Re: [trinityrnaseq-users] Single end and paired end data

1,198 views
Skip to first unread message

Tiago Hori

unread,
May 1, 2015, 1:15:23 PM5/1/15
to duncan...@gmail.com, trinityrn...@googlegroups.com
In pair-end mode, Trinity will discard any reads that have no pairs, so the short answer is no, it is not using them.
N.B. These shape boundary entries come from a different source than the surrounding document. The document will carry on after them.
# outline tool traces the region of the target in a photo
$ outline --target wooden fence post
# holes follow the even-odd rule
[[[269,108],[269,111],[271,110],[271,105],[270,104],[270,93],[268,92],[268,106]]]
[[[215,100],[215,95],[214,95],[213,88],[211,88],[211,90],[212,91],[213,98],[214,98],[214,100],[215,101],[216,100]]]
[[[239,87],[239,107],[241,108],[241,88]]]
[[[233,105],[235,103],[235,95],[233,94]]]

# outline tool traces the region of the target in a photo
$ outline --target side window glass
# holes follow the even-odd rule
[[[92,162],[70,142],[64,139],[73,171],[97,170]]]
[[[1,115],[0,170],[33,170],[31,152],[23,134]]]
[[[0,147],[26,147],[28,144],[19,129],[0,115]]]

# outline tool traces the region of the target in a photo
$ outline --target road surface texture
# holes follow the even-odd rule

If you want to use them all, concatenate all your reads in one file and use single end mode.

T.
Ultimate stresses sportsmanship and fair play. Competitive play is encouraged, but NEVER AT THE EXPENSE OF RESPECT BETWEEN PLAYERS, adherence to the rules and the BASIC JOY OF PLAY.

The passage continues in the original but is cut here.